LET OP. Dit artikel is ouder dan 1 jaar.

Samenwonerstestament met kinderen

Samenwonerstestament met kinderen

Samenwonerstestament met kinderen

Dit is een regeling welke toepasbaar is in de situatie van twee partners met kinderen, die niet met elkaar zijn gehuwd en geen geregistreerd partnerschap hebben. Er wordt een regeling getroffen voor de situatie dat één van hen beiden komt te overlijden, alsmede een regeling voor de kinderen als beiden komen te overlijden.

Voor partners – met kinderen – die met elkaar gehuwd zijn of een geregistreerd partnerschap geeft de wet een langstlevende-regeling. Als partners die ongehuwd samenwonen dit testament hebben gemaakt en op een later moment met elkaar trouwen of een geregistreerd partnerschap aangaan blijft het testament geldig. Als de omstandigheden verder niet gewijzigd zijn hoeft er in dit testament niets veranderd te worden.

Dit testament is zonder nadere aanpassing niet geschikt voor samengestelde gezinnen. Neem daarvoor contact op met de notaris bij wie je dit testament wilt gaan ondertekenen en bespreek met de notaris wat je specifieke wensen zijn.

 

Herroeping van eerder gemaakte testamenten

Testamenten die vroeger zijn gemaakt worden herroepen. Door die herroeping verliezen deze hun werking. Deze herroeping wordt standaard in het testament opgenomen, ook als er geen vroegere testamenten zijn. Daarmee komt vast te staan dat het testament dat nu wordt gemaakt de enige regeling over de nalatenschap zal zijn.

 

De positie van de langstlevende partner als één van beiden komt te overlijden

Voor de situatie dat de eerste partner komt te overlijden wordt de ander de enig erfgenaam. Enig erfgenaam zijn betekent voor de langstlevende partner dat deze alle nagelaten goederen verkrijgt. Daarbij verkrijgt de langstlevende partner ook alle schulden van de overleden partner. Je mag altijd weigeren om erfgenaam te worden in een nalatenschap. Zou de nalatenschap meer schulden bevatten dan de goederen waard zijn, dan mag de langstlevende partner dus afzien van de nalatenschap.

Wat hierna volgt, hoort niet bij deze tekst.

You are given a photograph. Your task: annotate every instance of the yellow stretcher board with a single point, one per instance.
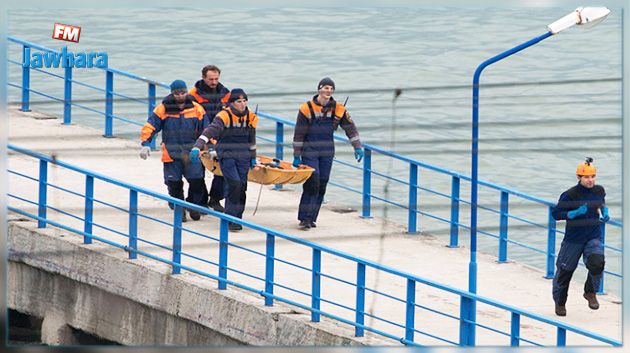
(267, 171)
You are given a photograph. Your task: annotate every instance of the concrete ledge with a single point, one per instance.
(95, 288)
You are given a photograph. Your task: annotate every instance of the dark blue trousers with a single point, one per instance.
(592, 253)
(235, 174)
(314, 188)
(193, 172)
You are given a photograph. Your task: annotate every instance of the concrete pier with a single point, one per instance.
(140, 287)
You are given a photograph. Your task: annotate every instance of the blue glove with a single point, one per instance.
(577, 212)
(194, 155)
(358, 154)
(297, 160)
(604, 216)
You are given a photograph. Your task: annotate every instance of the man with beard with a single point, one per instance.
(181, 121)
(212, 96)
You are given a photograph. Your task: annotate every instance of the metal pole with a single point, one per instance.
(89, 208)
(413, 199)
(279, 146)
(43, 193)
(367, 183)
(26, 79)
(503, 224)
(151, 106)
(109, 103)
(316, 284)
(454, 238)
(360, 304)
(269, 266)
(133, 224)
(551, 244)
(67, 96)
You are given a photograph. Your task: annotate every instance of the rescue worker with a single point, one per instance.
(584, 208)
(181, 121)
(234, 128)
(313, 145)
(212, 96)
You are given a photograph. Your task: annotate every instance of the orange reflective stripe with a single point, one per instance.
(165, 156)
(340, 110)
(253, 119)
(225, 98)
(223, 115)
(146, 131)
(305, 111)
(160, 111)
(199, 111)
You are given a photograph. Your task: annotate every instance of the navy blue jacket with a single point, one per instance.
(211, 99)
(587, 226)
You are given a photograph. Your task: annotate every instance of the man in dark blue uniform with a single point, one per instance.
(181, 121)
(584, 208)
(212, 96)
(314, 146)
(234, 128)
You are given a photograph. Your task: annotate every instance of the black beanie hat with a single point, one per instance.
(237, 93)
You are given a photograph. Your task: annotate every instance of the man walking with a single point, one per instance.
(584, 208)
(314, 146)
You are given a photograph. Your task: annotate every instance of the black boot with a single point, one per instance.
(592, 300)
(561, 310)
(216, 205)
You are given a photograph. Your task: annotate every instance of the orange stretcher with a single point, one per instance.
(267, 171)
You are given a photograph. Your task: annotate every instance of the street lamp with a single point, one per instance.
(582, 16)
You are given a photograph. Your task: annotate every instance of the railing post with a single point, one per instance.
(551, 245)
(413, 199)
(515, 330)
(279, 146)
(360, 304)
(89, 209)
(315, 284)
(133, 224)
(269, 262)
(562, 337)
(223, 243)
(454, 212)
(109, 103)
(600, 290)
(177, 238)
(43, 192)
(503, 226)
(367, 183)
(67, 96)
(410, 310)
(26, 81)
(151, 106)
(467, 322)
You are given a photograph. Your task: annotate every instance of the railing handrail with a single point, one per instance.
(429, 166)
(341, 138)
(323, 248)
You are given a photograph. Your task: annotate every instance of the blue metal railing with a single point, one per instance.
(404, 330)
(411, 205)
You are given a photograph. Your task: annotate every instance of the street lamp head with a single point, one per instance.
(583, 16)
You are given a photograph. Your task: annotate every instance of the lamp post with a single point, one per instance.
(583, 16)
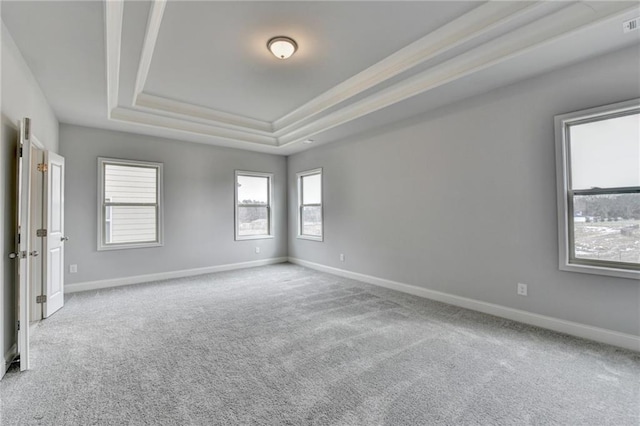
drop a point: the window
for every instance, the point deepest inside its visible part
(598, 161)
(130, 204)
(253, 205)
(310, 205)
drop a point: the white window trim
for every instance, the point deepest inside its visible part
(299, 177)
(270, 222)
(563, 168)
(102, 246)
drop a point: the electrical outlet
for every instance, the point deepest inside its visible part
(522, 289)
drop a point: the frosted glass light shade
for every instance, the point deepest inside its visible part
(282, 47)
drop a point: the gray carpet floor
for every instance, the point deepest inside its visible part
(285, 345)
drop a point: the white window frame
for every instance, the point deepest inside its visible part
(567, 260)
(269, 206)
(103, 205)
(299, 177)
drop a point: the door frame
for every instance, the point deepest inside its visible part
(37, 222)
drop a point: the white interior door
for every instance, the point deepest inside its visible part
(22, 254)
(53, 243)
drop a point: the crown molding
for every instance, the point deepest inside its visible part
(472, 25)
(151, 119)
(209, 115)
(113, 13)
(511, 28)
(565, 21)
(150, 38)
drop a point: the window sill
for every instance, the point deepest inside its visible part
(600, 270)
(130, 246)
(310, 237)
(253, 237)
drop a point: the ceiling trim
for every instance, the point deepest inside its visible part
(471, 25)
(221, 118)
(569, 19)
(113, 14)
(155, 120)
(173, 106)
(150, 38)
(517, 26)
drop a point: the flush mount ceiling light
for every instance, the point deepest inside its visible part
(282, 47)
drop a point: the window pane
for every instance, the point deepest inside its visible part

Voor schulden waar de langstlevende partner voor die tijd al aansprakelijk voor was, denk aan de gezamenlijke hypotheekschuld, blijft de langstlevende natuurlijk aansprakelijk.

 

De positie de kinderen als één van beiden komt te overlijden

Voor de kinderen wordt geregeld dat hun kindsdeel, waar zij volgens de wet recht op zouden hebben gekregen als er geen testament was gemaakt, aan hen wordt schuldig gebleven. De langstlevende partner verkrijgt dus weliswaar de gehele nalatenschap, maar krijgt daarnaast ook een schuld aan de kinderen van de overleden partner. Bij het uitrekenen van het bedrag waar de kinderen recht op krijgen wordt voor de langstlevende partner ook een kindsdeel meegerekend. De waarde van het kindsdeel wordt berekend op basis van de waarde van het vermogen van de overleden ouder op diens sterfdag. Wat er daarna met de waarde van het bezit gebeurt heeft geen invloed meer op de omvang van de vordering. Ook al worden de bezittingen dus meer waard, denk aan de waarde van de eigen woning, dat verandert niet de hoogte van de vordering van de kinderen.

Het bedrag dat voor de kinderen als kindsdeel wordt uitgerekend wordt niet meteen aan de kinderen uitgekeerd, maar aan hen schuldig gebleven. De kinderen weten dus hoe groot het kindsdeel is waar zij te zijner tijd recht op hebben. In beginsel is de vordering van de kinderen pas opeisbaar als de langstlevende partner ook komt te overlijden. Daarnaast worden enkele andere specifieke omstandigheden genoemd wanneer de kinderen hun vordering mogen opeisen. In het testament wordt er aan de kinderen geen garantie gegeven dat zij het bedrag van de vordering daadwerkelijk betaald krijgen, als deze opeisbaar is geworden. Er bestaat voor de kinderen dus het risico dat uiteindelijk blijkt dat er niet genoeg bezit is bij de langstlevende partner om de nog verschuldigde kindsdelen daadwerkelijk te voldoen. Dat past bij de bedoeling van het testament dat de langstlevende partner niet in de problemen komt, omdat aan de kinderen hun kindsdeel moet worden uitgekeerd.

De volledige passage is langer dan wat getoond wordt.